Norovirus infection can cause the sudden onset of severe vomiting and diarrhea. The virus is highly contagious and commonly spread through food or water that is contaminated by fecal matter during preparation. You can also be infected through close contact with an infected person.

Diarrhea, abdominal pain and vomiting typically begin 24 to 48 hours after exposure. Norovirus symptoms last one to three days, and most people recover completely without treatment. However, for some people — especially infants, older adults and people with underlying disease — vomiting and diarrhea can be severely dehydrating and require medical attention.

Norovirus infection occurs most frequently in closed and crowded environments such as hospitals, nursing homes, schools and cruise ships.

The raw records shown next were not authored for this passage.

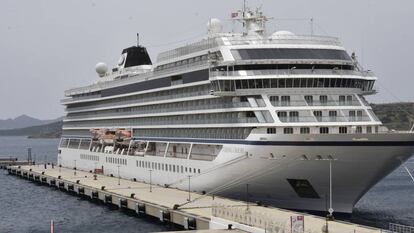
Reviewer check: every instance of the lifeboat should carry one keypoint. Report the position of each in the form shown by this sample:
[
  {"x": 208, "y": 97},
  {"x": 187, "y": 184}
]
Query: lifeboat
[
  {"x": 122, "y": 135},
  {"x": 96, "y": 134},
  {"x": 108, "y": 138}
]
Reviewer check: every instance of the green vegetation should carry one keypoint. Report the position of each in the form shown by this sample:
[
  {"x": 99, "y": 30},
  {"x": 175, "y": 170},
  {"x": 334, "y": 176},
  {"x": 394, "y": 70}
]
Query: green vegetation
[
  {"x": 398, "y": 116},
  {"x": 51, "y": 130}
]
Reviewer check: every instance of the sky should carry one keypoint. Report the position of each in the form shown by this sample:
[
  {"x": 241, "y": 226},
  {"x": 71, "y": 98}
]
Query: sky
[{"x": 48, "y": 46}]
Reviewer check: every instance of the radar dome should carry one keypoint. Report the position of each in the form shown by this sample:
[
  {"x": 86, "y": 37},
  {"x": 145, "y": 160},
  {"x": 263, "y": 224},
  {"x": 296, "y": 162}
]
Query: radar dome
[
  {"x": 214, "y": 26},
  {"x": 282, "y": 34},
  {"x": 101, "y": 68}
]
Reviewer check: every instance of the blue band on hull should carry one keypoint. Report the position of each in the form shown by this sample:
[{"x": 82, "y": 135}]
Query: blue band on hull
[{"x": 273, "y": 143}]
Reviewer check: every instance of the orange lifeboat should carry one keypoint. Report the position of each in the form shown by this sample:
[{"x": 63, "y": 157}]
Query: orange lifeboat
[{"x": 122, "y": 134}]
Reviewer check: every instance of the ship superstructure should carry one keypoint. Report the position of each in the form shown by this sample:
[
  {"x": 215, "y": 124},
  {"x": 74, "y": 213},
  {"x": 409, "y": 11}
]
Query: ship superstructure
[{"x": 276, "y": 111}]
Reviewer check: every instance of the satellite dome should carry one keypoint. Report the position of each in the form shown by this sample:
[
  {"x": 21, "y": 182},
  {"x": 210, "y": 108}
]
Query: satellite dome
[
  {"x": 214, "y": 26},
  {"x": 101, "y": 68},
  {"x": 282, "y": 34}
]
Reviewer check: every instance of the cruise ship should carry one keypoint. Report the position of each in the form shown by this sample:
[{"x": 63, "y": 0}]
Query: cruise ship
[{"x": 281, "y": 115}]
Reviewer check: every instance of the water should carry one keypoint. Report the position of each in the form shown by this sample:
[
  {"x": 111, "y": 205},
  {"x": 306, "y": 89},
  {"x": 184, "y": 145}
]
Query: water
[{"x": 27, "y": 207}]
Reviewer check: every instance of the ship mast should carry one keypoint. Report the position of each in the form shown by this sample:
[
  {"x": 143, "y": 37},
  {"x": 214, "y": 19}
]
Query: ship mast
[{"x": 253, "y": 21}]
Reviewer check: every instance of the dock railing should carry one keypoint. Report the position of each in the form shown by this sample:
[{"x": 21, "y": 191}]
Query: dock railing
[
  {"x": 399, "y": 228},
  {"x": 254, "y": 218}
]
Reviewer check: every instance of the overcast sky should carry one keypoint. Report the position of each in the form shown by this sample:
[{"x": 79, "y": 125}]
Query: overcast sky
[{"x": 48, "y": 46}]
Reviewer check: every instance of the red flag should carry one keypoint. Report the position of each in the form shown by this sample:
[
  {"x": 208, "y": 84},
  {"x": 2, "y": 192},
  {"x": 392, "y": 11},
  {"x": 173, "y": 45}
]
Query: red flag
[{"x": 52, "y": 226}]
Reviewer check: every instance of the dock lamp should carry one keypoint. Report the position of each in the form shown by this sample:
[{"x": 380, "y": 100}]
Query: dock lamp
[
  {"x": 119, "y": 176},
  {"x": 74, "y": 168},
  {"x": 150, "y": 180},
  {"x": 189, "y": 188}
]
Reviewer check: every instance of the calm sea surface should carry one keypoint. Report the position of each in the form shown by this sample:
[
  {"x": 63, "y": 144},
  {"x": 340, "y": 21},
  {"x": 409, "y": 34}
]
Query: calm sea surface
[{"x": 27, "y": 207}]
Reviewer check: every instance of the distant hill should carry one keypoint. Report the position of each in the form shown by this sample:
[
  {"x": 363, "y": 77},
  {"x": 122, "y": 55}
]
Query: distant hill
[
  {"x": 51, "y": 130},
  {"x": 23, "y": 121},
  {"x": 398, "y": 116}
]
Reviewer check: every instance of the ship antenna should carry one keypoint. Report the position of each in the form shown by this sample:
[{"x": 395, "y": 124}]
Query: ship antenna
[
  {"x": 137, "y": 39},
  {"x": 311, "y": 26}
]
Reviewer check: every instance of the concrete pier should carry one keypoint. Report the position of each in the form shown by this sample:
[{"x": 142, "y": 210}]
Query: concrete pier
[
  {"x": 11, "y": 161},
  {"x": 202, "y": 212}
]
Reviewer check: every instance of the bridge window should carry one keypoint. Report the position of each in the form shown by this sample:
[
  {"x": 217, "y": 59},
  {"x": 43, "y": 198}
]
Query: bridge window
[
  {"x": 324, "y": 130},
  {"x": 271, "y": 130},
  {"x": 304, "y": 130},
  {"x": 288, "y": 130}
]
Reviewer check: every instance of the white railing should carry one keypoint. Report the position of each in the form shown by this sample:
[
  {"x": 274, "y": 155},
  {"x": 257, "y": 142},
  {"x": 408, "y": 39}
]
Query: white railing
[
  {"x": 291, "y": 72},
  {"x": 399, "y": 228}
]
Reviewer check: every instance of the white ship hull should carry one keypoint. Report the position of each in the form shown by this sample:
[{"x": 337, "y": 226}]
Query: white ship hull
[{"x": 266, "y": 167}]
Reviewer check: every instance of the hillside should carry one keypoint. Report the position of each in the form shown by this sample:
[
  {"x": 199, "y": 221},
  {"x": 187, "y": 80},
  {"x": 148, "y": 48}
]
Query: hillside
[
  {"x": 51, "y": 130},
  {"x": 398, "y": 116},
  {"x": 23, "y": 121}
]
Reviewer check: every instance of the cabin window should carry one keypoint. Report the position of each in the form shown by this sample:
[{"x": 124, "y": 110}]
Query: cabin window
[
  {"x": 285, "y": 100},
  {"x": 271, "y": 130},
  {"x": 282, "y": 116},
  {"x": 341, "y": 100},
  {"x": 349, "y": 99},
  {"x": 323, "y": 99},
  {"x": 294, "y": 116},
  {"x": 324, "y": 130},
  {"x": 304, "y": 130},
  {"x": 318, "y": 115},
  {"x": 309, "y": 100}
]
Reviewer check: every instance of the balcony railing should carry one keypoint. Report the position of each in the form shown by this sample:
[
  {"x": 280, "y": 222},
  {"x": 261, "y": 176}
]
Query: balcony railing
[
  {"x": 163, "y": 110},
  {"x": 298, "y": 103},
  {"x": 291, "y": 72}
]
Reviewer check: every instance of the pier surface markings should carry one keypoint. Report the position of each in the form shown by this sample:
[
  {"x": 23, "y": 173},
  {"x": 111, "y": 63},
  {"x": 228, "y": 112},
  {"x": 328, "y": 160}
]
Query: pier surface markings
[{"x": 202, "y": 207}]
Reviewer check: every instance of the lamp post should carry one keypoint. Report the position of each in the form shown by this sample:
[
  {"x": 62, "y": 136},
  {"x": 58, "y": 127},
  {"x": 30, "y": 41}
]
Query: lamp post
[
  {"x": 119, "y": 176},
  {"x": 75, "y": 168},
  {"x": 150, "y": 180},
  {"x": 60, "y": 162},
  {"x": 189, "y": 188},
  {"x": 331, "y": 210}
]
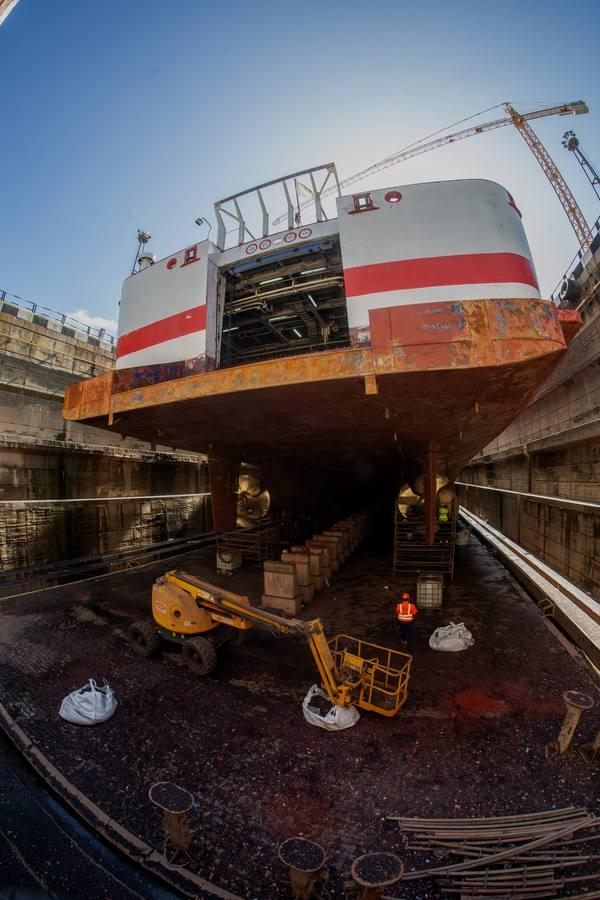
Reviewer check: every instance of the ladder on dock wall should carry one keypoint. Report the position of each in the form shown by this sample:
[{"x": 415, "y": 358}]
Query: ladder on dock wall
[{"x": 413, "y": 555}]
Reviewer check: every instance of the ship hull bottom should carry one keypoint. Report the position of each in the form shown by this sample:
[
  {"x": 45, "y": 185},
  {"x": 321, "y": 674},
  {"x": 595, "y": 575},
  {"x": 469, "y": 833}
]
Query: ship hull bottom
[{"x": 443, "y": 378}]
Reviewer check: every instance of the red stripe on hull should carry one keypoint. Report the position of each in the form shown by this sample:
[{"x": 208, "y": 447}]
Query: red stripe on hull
[
  {"x": 438, "y": 271},
  {"x": 175, "y": 326}
]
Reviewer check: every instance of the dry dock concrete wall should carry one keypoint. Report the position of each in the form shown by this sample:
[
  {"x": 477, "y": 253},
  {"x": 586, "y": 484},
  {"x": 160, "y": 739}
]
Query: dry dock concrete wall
[
  {"x": 68, "y": 490},
  {"x": 539, "y": 481}
]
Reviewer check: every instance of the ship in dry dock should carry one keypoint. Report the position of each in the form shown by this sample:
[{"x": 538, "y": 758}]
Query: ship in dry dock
[{"x": 393, "y": 340}]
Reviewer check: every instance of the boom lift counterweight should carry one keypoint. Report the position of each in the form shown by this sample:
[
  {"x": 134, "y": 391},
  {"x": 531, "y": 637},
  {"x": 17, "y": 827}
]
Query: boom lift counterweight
[{"x": 201, "y": 616}]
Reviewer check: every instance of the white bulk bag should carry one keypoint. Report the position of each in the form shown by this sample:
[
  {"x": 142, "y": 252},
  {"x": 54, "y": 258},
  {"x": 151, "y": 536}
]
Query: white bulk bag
[
  {"x": 336, "y": 719},
  {"x": 451, "y": 638},
  {"x": 89, "y": 705}
]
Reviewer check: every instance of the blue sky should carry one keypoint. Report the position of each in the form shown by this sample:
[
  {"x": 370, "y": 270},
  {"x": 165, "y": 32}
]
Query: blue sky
[{"x": 120, "y": 114}]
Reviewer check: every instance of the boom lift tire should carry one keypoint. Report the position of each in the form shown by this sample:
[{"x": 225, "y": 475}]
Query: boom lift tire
[
  {"x": 143, "y": 638},
  {"x": 199, "y": 656}
]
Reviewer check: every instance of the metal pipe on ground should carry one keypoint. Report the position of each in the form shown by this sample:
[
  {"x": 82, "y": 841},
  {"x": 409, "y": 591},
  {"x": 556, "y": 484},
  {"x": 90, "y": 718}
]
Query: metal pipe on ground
[{"x": 576, "y": 702}]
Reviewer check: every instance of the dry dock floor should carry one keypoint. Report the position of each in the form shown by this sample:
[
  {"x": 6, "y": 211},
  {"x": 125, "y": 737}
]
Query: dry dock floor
[{"x": 469, "y": 742}]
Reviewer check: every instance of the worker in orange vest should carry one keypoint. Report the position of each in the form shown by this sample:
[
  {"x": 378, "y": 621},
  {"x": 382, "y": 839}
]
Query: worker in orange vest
[{"x": 405, "y": 612}]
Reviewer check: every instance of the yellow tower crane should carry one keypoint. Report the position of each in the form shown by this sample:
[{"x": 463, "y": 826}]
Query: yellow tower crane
[{"x": 521, "y": 122}]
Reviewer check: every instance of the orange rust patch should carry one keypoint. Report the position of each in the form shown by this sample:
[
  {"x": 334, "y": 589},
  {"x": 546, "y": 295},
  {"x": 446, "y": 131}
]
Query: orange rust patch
[{"x": 477, "y": 702}]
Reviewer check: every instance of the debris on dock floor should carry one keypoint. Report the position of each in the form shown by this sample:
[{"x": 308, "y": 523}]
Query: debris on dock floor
[{"x": 469, "y": 742}]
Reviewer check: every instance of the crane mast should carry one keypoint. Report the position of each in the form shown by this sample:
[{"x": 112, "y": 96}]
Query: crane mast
[
  {"x": 520, "y": 121},
  {"x": 571, "y": 142},
  {"x": 561, "y": 188}
]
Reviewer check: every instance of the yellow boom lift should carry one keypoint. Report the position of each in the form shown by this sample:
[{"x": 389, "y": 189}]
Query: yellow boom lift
[{"x": 201, "y": 617}]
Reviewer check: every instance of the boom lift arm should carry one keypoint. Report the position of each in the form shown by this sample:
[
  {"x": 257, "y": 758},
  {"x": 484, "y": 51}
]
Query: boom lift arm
[{"x": 191, "y": 611}]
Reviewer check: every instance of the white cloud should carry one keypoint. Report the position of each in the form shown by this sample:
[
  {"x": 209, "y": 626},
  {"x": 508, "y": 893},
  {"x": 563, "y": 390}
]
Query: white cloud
[{"x": 86, "y": 318}]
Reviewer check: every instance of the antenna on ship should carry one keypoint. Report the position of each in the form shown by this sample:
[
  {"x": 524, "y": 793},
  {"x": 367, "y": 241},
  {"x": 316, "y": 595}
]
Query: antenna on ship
[{"x": 143, "y": 238}]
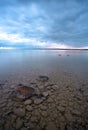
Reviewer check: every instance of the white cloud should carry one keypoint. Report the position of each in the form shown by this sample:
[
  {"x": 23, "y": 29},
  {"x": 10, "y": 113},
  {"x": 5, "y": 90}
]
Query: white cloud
[
  {"x": 17, "y": 38},
  {"x": 59, "y": 45}
]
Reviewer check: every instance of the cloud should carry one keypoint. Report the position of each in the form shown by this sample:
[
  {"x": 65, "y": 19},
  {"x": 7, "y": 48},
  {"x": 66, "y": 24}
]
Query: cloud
[{"x": 44, "y": 22}]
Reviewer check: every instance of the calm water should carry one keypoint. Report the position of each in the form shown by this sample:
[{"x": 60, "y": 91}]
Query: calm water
[{"x": 21, "y": 64}]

Signs and symptoms of norovirus infection include:

  • Nausea
  • Vomiting
  • Abdominal pain or cramps
  • Watery or loose diarrhea
  • Malaise
  • Low-grade fever
  • Muscle pain

Signs and symptoms usually begin 24 to 48 hours after first exposure to the virus, and last one to three days. You may continue to shed virus in your feces for up to three days after recovery.

Some people with norovirus infection may show no signs or symptoms. However, they are still contagious and can spread the virus to others.

When to see a doctor

Seek medical attention if you develop diarrhea that doesn’t go away within several days. Also call your doctor if you experience severe vomiting, bloody stools, abdominal pain or dehydration.